ENHANCING EDUCATIONAL CHATBOTS WITH RETRIEVAL-AUGMENTED GENERATION SYSTEMS: A STUDY ON PHYSICS AND MATHEMATICS COURSES
H. Monteiro, H. Mokayed
The integration of Large Language Models (LLMs) with educational tools offers significant potential to enhance student learning by providing tailored, contextually accurate responses through chatbots. This thesis investigates the implementation of Retrieval Augmented Generation (RAG) systems to augment LLMs for academic use, particularly in assisting students with high school Physics and undergraduate Mathematics courses. The research involves an experimental approach where various RAG configurations were systematically constructed and tested. Each configuration combined different parameters and tools, including small and large language models, various text splitting techniques, and diverse vector stores for semantic search.

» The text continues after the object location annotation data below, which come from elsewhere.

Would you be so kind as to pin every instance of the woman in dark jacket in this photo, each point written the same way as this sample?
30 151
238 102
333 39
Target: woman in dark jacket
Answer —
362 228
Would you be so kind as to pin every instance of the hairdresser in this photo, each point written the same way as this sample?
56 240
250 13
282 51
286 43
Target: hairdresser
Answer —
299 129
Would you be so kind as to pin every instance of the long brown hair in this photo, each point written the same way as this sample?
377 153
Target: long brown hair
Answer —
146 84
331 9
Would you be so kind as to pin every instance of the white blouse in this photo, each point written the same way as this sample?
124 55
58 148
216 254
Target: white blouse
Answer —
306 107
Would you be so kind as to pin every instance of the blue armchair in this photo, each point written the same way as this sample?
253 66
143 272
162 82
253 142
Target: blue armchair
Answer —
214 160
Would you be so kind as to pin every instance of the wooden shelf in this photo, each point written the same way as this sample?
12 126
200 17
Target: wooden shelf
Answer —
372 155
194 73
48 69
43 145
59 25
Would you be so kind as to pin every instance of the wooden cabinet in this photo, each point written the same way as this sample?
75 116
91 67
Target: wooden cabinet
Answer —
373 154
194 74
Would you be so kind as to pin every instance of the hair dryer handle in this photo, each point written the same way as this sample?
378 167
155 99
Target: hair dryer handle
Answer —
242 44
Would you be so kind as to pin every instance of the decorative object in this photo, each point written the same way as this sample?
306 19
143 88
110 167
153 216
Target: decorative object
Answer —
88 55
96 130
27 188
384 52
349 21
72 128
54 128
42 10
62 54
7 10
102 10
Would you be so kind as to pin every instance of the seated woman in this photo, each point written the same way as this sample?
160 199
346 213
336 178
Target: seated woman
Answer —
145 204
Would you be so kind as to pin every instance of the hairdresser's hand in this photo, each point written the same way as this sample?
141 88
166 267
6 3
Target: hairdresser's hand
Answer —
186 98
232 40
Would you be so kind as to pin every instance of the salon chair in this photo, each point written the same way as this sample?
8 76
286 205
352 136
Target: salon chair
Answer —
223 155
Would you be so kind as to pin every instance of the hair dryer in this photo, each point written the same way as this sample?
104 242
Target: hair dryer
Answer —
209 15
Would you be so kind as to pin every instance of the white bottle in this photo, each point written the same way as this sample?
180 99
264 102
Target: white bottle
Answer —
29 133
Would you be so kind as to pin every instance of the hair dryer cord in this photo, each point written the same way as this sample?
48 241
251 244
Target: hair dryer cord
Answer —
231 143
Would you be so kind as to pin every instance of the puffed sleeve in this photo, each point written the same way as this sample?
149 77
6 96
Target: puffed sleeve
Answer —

Synthetic question-answer pairs were generated using course materials from MIT’s OpenCourseWare to evaluate the performance of these configurations. The experiments aimed to identify which RAG setups could most effectively retrieve and generate relevant answers from the provided educational content. Results revealed that the highest performing RAG configurations achieved over 64% accuracy in Physics and 66% in Mathematics. These configurations varied in chunk sizes, overlaps, and the specific models used, highlighting the nuanced impact of each parameter on performance.
The study concludes that while LLM size and complexity play a role, the choice of text splitters and embedding models are critical in optimizing RAG systems for academic applications. The findings suggest that carefully tuned RAG-powered LLMs can serve as effective virtual teaching assistants, offering significant benefits in terms of accessibility and accuracy of academic support. This research provides a foundational framework for future enhancements in educational chatbots, emphasizing the importance of open-source tools and ethical considerations in their development and deployment.
Keywords: Educational Chatbots, Physics and Mathematics Education, Retrieval-Augmented Generation (RAG), Large Language Models (LLMs), Synthetic Data Generation.